Sean氏はCodalの技術研究者であり、UXデザインからInternet of Thingsなどのトピックに関するブログ記事を書いています。

この記事はUsabilityGeekからの翻訳転載です。配信元または著者の許可を得て配信しています。

UX Case Study: Talkspace Mobile App (2018-02-13)

2018年に進歩が期待されるすべてのデジタルイノベーションの中で、おそらく遠隔医療は特に重要なものでしょう。通信端末による医療サービス管理と定義されている遠隔医療は、スマートフォンを持つすべての人により良く、より安く、そしてよりアクセスしやすい医療を提供します。

前回の人気のモバイルプラットフォームZocdocを検証した記事が好評だったので、Codalはパーソナルヘルスケアアプリの分析を続けることにしました。そして、UXの視点を鍛えるために、今度はもっとも人気がある遠隔医療アプリの1つであるTalkspaceの分析をしようと考えました。
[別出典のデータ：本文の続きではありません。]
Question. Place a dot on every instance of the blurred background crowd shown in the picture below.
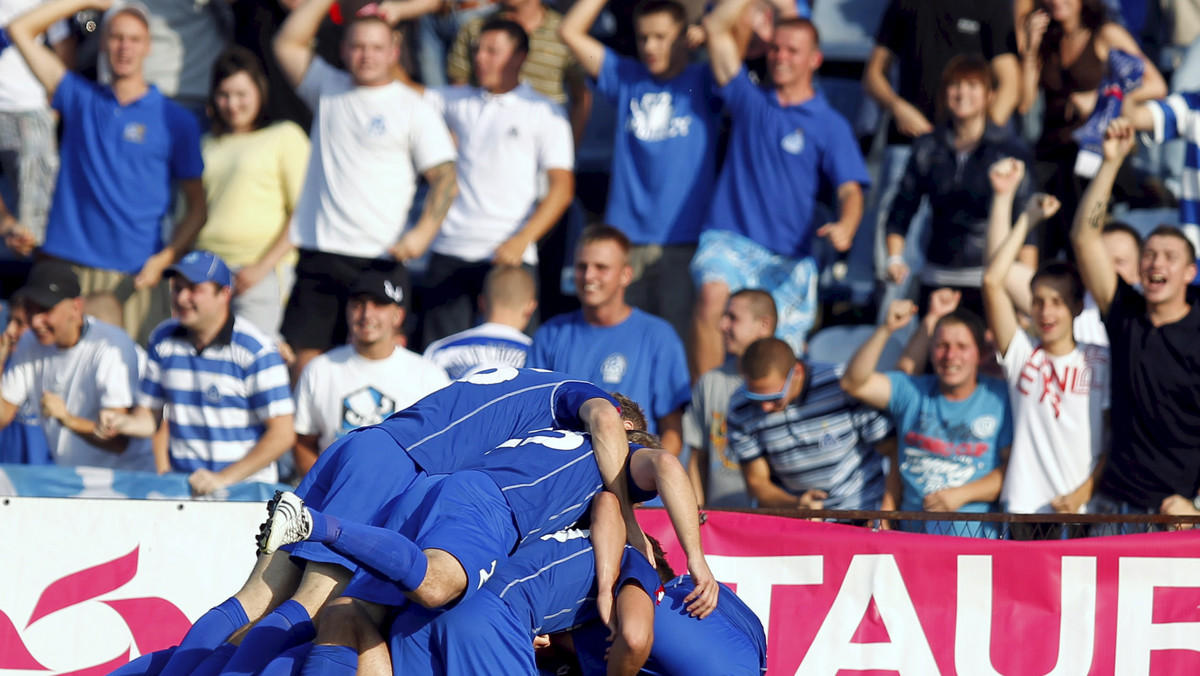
(913, 255)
2012年に設立されたTalkspaceは、遠隔心理療法を提供する有資格のセラピストやカウンセラーとユーザーをつなぎます。良いセラピストを探したり、予約を入れる必要はありません。アプリは適切な専門家とユーザーをつなぎ、電話やビデオ、音声、またはアプリ内チャットを通じてすべての治療が提供されます。

昨年、Talkspaceは、50万人のユーザー1,000人以上のセラピストが登録していると発表しました。この遠隔医療のプラットフォームは大きな成功を収めています。そこでiPhone 7の最新版をダウンロードして、モバイルユーザー体験を提供しているか確かめました。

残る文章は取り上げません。